Journalists (via political pundits)** and political scientists have conflicting accounts of the 2004 elections. Both are very convincing. Let me first start with the journalists’ account. Twenty-two percent of the voters told election pollsters that “moral values” were their top issue (and of that group 80 percent voted for Bush) and thirteen states voted to ban same-sex marriages. The NY Times backs up that account in their article, Same-Sex Marriage Issue Key to Some G.O.P. Races, with interviews with political consultants:
[T]he ballot measures also appear to have acted like magnets for thousands of socially conservative voters in rural and suburban communities who might not otherwise have voted…In Ohio, for instance, political analysts credit the ballot measure with increasing turnout in Republican bastions in the south and west, while also pushing swing voters in the Appalachian region of the southeast toward Mr. Bush.
The (logical) conclusion is that “moral values” and the gay marriage backlash played a key role in Bush’s victory.
Political scientists believe the exact opposite. In an article by Ansolabehere and Stewart III, appropriately titled, Moral values and the gay-marriage backlash did not help Bush, they argue that, the “Marriage referenda mobilized voters on both sides, not just the conservatives, and the net result may have been to John Kerry’s benefit.” Here are the facts from Ansolabehere and Stewart III:
Eleven states—Arkansas, Georgia, Kentucky, Michigan,Mississippi, Montana, North Dakota, Ohio, Oklahoma, Oregon, and Utah—had measures before the voters that would prohibit gay marriage, and in some cases civil unions. Nine of the 11—all but Michigan and Oregon—had gone for Bush in 2000, and only three—Michigan, Ohio, and Oregon—were battleground states. These are hardly the states one would choose if gay marriage were being used as a wedge issue…Consider the case of Ohio: John Kerry lost Ohio, a state with a ballot initiative and substantial efforts by the Christian right to mobilize voters. But Kerry won a greater percentage of the vote than Gore had (48.9 percent rather than 48.2 percent). Indeed, Bush lost vote share in each of the three battleground states with gay-marriage bans on the ballot, falling from 49.7 percent of the overall two-party vote in these states in 2000 to 49.6 percent in 2004. In contrast, Bush gained vote share in the battleground states that did not vote on gay marriage: in Florida, Iowa, Minnesota, New Mexico, Pennsylvania, and Wisconsin, Bush’s combined 50.4 percent of the vote represented a one-percentage-point increase since 2000. At the state level, then, marriage referenda seem not to have worked to Bush’s advantage. If we move down to the county level, we find even firmer support for this conclusion. In states with gay marriage on the ballot, Bush gained additional support in the counties he carried in 2000. But in these same states he also lost votes in Democratic counties generally and—perhaps more surprisingly—in evenly divided counties. The overall result is that the polarization of the electorate over gay marriage aided Kerry, not Bush.

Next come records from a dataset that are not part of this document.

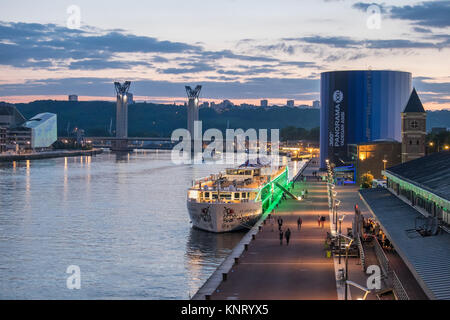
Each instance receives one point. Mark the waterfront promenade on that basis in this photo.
(299, 271)
(48, 155)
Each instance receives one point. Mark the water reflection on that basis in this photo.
(121, 217)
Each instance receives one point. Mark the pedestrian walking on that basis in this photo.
(299, 223)
(322, 221)
(288, 236)
(280, 223)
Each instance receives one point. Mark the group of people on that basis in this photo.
(316, 175)
(372, 230)
(284, 234)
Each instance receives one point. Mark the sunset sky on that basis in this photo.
(242, 50)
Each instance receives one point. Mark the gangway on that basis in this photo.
(287, 191)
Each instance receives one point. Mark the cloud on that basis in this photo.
(252, 88)
(45, 45)
(362, 6)
(337, 42)
(99, 64)
(398, 44)
(421, 30)
(429, 13)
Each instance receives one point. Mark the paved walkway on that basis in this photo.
(299, 271)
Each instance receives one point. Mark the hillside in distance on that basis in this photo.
(157, 120)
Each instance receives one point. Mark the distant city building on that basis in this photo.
(43, 130)
(226, 104)
(247, 105)
(414, 129)
(437, 130)
(10, 117)
(130, 98)
(316, 104)
(374, 157)
(38, 132)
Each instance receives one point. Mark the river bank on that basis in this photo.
(48, 155)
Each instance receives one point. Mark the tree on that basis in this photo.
(366, 180)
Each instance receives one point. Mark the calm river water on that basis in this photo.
(121, 218)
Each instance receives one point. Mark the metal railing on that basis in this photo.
(390, 274)
(397, 286)
(381, 257)
(362, 255)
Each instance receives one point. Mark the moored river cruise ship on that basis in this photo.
(235, 198)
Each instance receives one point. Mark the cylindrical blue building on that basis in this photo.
(360, 106)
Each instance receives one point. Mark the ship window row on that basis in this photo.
(237, 196)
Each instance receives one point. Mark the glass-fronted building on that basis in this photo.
(43, 130)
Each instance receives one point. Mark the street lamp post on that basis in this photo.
(347, 248)
(340, 235)
(346, 268)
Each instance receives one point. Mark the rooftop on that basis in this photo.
(431, 173)
(428, 258)
(38, 119)
(414, 104)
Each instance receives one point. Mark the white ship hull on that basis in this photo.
(224, 217)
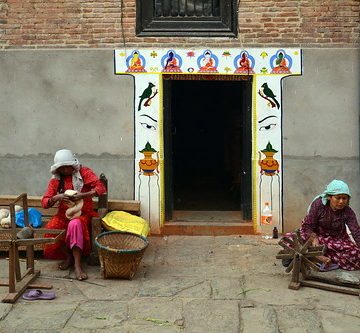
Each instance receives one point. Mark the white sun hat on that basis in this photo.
(64, 157)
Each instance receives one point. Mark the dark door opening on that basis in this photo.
(207, 146)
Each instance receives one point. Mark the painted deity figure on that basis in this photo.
(171, 64)
(245, 65)
(281, 64)
(136, 63)
(208, 63)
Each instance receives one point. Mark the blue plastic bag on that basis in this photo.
(34, 218)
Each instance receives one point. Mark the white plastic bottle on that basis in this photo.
(266, 220)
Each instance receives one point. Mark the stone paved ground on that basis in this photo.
(186, 284)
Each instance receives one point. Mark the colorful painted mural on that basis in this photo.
(266, 66)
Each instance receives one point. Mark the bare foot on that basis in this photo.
(64, 265)
(80, 274)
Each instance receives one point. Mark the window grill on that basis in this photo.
(198, 18)
(187, 8)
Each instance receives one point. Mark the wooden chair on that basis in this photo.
(19, 282)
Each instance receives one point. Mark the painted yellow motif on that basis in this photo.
(148, 164)
(269, 165)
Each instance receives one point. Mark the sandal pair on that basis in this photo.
(38, 294)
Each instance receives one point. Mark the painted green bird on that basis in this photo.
(269, 94)
(146, 94)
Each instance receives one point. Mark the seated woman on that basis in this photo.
(68, 174)
(328, 216)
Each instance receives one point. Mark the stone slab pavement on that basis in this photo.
(185, 284)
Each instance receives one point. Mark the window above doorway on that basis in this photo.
(191, 18)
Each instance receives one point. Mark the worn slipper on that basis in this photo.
(331, 267)
(38, 294)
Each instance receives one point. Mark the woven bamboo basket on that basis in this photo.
(120, 253)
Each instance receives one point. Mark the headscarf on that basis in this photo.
(333, 188)
(66, 157)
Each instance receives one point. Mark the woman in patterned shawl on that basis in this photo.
(328, 216)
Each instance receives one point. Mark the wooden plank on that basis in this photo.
(21, 287)
(329, 287)
(35, 201)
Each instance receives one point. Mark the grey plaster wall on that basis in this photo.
(53, 99)
(321, 129)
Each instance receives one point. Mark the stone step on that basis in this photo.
(206, 228)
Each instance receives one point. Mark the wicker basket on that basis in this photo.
(120, 253)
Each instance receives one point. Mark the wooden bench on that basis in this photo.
(101, 205)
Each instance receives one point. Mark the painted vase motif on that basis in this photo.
(269, 165)
(148, 164)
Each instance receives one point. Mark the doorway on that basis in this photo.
(207, 140)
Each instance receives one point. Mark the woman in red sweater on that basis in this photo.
(68, 174)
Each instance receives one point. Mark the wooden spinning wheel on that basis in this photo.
(303, 255)
(304, 258)
(18, 282)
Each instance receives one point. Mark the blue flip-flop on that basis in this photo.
(331, 267)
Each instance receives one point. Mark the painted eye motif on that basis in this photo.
(147, 126)
(267, 127)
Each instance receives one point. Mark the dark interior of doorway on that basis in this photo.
(207, 145)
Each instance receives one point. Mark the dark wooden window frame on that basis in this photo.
(223, 26)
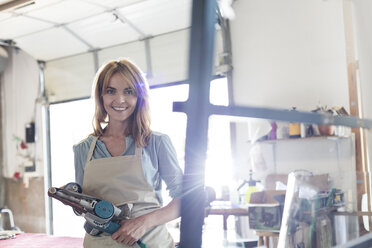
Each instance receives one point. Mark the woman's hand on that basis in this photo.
(131, 230)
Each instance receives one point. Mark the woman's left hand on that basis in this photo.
(131, 230)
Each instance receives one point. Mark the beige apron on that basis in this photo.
(121, 180)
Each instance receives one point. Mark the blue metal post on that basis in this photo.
(197, 111)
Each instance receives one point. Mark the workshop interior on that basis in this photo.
(268, 104)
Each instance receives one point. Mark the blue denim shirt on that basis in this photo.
(159, 161)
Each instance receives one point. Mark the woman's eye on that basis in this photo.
(109, 91)
(129, 92)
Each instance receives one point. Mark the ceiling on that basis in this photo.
(51, 29)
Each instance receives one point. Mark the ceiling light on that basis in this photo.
(14, 4)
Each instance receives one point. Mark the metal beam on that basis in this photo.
(196, 109)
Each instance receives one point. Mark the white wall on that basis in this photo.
(20, 85)
(362, 26)
(289, 53)
(72, 77)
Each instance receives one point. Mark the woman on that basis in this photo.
(124, 162)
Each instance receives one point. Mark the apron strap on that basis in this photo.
(91, 149)
(138, 151)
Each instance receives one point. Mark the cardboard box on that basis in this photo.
(265, 210)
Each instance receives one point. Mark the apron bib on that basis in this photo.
(121, 180)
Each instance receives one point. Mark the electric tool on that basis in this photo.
(100, 215)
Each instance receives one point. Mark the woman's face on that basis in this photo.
(119, 99)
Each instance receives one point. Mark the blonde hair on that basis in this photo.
(139, 125)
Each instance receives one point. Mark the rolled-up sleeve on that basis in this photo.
(169, 168)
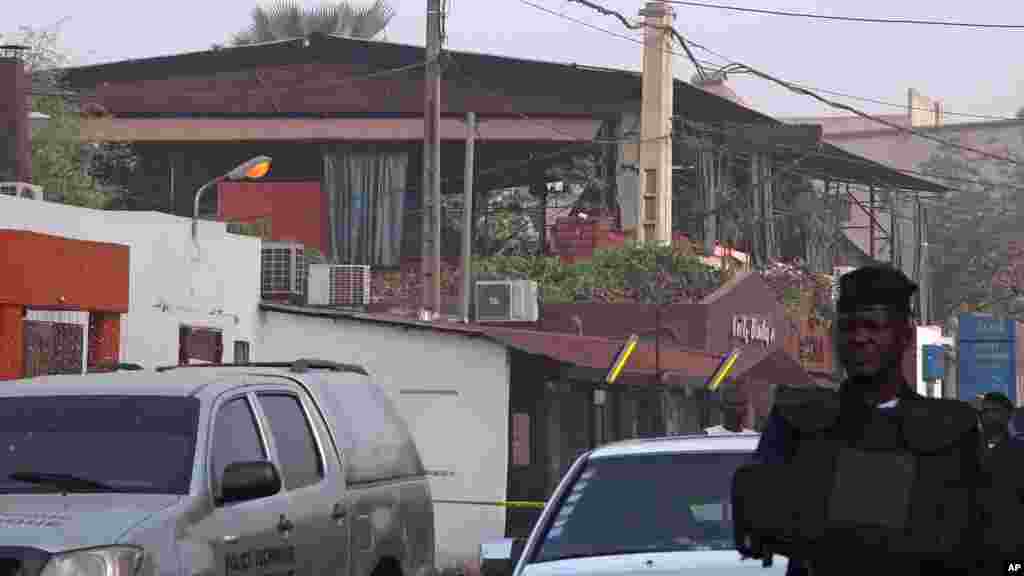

The (more logical) conclusion seems to be that “moral values” and the gay-marriage backlash did not help Bush
** It wasn’t all journalist and political pundits. The NY Times articles quotes a political scientist:
John Green, a political scientist at the University of Akron who has studied religion in politics, said such figures indicated that fervent support for the amendment in conservative areas might have caused turnout to rise by as much as 3 or 4 percent. And that might have helped tip the election to Mr. Bush in this most vital of states. “If you look around rural, Appalachian Ohio, you’ll see there were many counties that Bush won by better than 60 percent of the vote,” Professor Green said. “Those are the areas where you’d see increased turnout because of this issue. And I think that increase was large.”